The dangers of HGV overloading

The first danger is to you. Not only to your personal safety but also to your driving career and your criminal record. HGV overloading can result in your vehicle being stopped until you have relieved some of the weight, meaning you could be late for your job and also reprimanded by your employer or even sacked. In addition, you could be prosecuted and end up with a criminal record as a result of HGV overloading. This is because an overloaded vehicle poses additional dangers to the public as well. A vehicle carrying too much weight can’t stop as quickly as one which is within the legal weight range.

Those vehicles carrying too much weight are also less stable than they should be, and this combination is a risk for other road users when you’re driving. If you were to be involved in an accident, your vehicle’s insurance would be void if you’re overloaded, and this in turn can have knock-on effects for your job.
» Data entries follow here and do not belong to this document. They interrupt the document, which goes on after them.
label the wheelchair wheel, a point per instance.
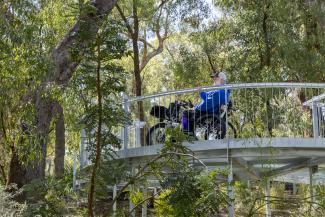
(156, 134)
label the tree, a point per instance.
(151, 19)
(64, 59)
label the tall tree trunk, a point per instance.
(136, 66)
(99, 136)
(267, 54)
(59, 142)
(65, 60)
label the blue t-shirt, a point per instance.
(213, 100)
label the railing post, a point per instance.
(126, 125)
(74, 173)
(267, 198)
(114, 196)
(83, 144)
(315, 120)
(145, 204)
(231, 209)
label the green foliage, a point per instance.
(51, 197)
(106, 49)
(8, 206)
(187, 190)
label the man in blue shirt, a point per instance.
(211, 102)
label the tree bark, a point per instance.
(99, 136)
(66, 57)
(136, 66)
(59, 142)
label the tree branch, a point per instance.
(128, 26)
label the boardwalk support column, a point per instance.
(74, 173)
(315, 120)
(231, 209)
(114, 196)
(131, 205)
(126, 125)
(145, 204)
(312, 170)
(267, 197)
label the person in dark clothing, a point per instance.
(211, 103)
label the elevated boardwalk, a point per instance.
(274, 131)
(251, 157)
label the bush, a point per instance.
(8, 206)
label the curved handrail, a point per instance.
(231, 87)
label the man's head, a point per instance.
(219, 78)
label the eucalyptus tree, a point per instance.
(148, 24)
(50, 72)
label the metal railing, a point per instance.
(258, 110)
(293, 110)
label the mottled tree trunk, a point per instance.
(65, 57)
(136, 65)
(59, 143)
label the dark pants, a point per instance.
(191, 118)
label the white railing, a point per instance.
(259, 110)
(275, 109)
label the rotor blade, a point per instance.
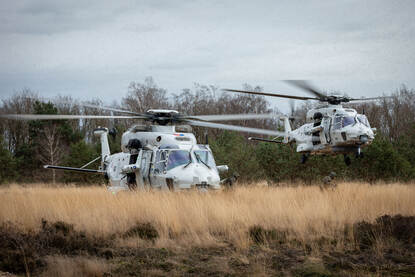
(370, 98)
(273, 94)
(73, 169)
(307, 87)
(60, 116)
(230, 117)
(56, 101)
(234, 128)
(108, 109)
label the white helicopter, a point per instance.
(331, 128)
(157, 155)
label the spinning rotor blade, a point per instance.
(234, 128)
(273, 94)
(369, 98)
(231, 117)
(59, 116)
(108, 109)
(304, 85)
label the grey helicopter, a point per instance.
(331, 129)
(162, 154)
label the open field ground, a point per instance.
(291, 231)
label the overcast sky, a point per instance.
(91, 49)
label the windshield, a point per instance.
(178, 157)
(363, 119)
(203, 156)
(343, 121)
(348, 120)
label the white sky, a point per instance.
(94, 49)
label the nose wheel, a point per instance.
(347, 160)
(359, 153)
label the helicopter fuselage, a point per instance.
(333, 130)
(161, 158)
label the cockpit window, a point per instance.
(177, 158)
(348, 120)
(204, 156)
(363, 119)
(343, 121)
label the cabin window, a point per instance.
(177, 158)
(363, 119)
(161, 160)
(203, 156)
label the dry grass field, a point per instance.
(227, 219)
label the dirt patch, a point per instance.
(398, 227)
(144, 231)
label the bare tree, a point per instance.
(50, 149)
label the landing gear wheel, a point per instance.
(304, 158)
(347, 160)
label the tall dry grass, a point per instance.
(201, 218)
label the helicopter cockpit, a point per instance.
(171, 156)
(341, 121)
(187, 165)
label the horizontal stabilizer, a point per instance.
(266, 140)
(73, 169)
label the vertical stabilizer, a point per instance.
(287, 129)
(105, 148)
(287, 125)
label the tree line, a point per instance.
(25, 146)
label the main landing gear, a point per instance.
(304, 158)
Using the roads in an overloaded vehicle can cause infrastructure damage which adversely affects other road users. And finally, an overloaded vehicle wears out more quickly than one that’s been loaded properly, costing your employer more money in the long run.

HGV Overloading

How to prevent HGV overloading

First and foremost, you should always be aware of the vehicle’s weight and the weight of the load. If you don’t know, you should find out as soon as possible, because otherwise, you could be overloading it without knowing. Even if your load in total is within the required range, you may need to redistribute it so that the weight is spread evenly throughout the vehicle. This prevents one side from being heavier than the other, which can also cause you problems with braking, control, wear and tear.


If you’re unsure about your load, head to the nearest weighbridge. If you’re driving to the nearest weighbridge and are stopped, you will usually be allowed to continue to it to check your load. You can find your nearest public weighbridge by visiting www.tradingstandards.gov.uk, finding your local office, and location the list of nearby weighbridges. Always measure the weights yourself. Don’t take anyone else’s word for it, and that includes labels, declared weights, invoices and other paperwork from your customers. It’s your duty to check the weights yourself and always to assume there may be a discrepancy.


Always factor in the weight of your vehicle and trailer, as well as the driver and passengers, when calculating the total weight of the vehicle. Always use the lift/tag axle when your vehicle is loaded otherwise your vehicle could exceed the weight limit.  


What’s the legislation around HGV overloading?

The law under the Road Traffic Act 1988 says that you are responsible for making sure your vehicle is not overloaded. It explicitly states that you need to ensure that all parts of your vehicle are taken into account when calculating the weight, and that you should make sure the load distribution is correct.  Your employer is also responsible for making sure you know and are required to follow the procedures, otherwise they themselves could get into trouble too.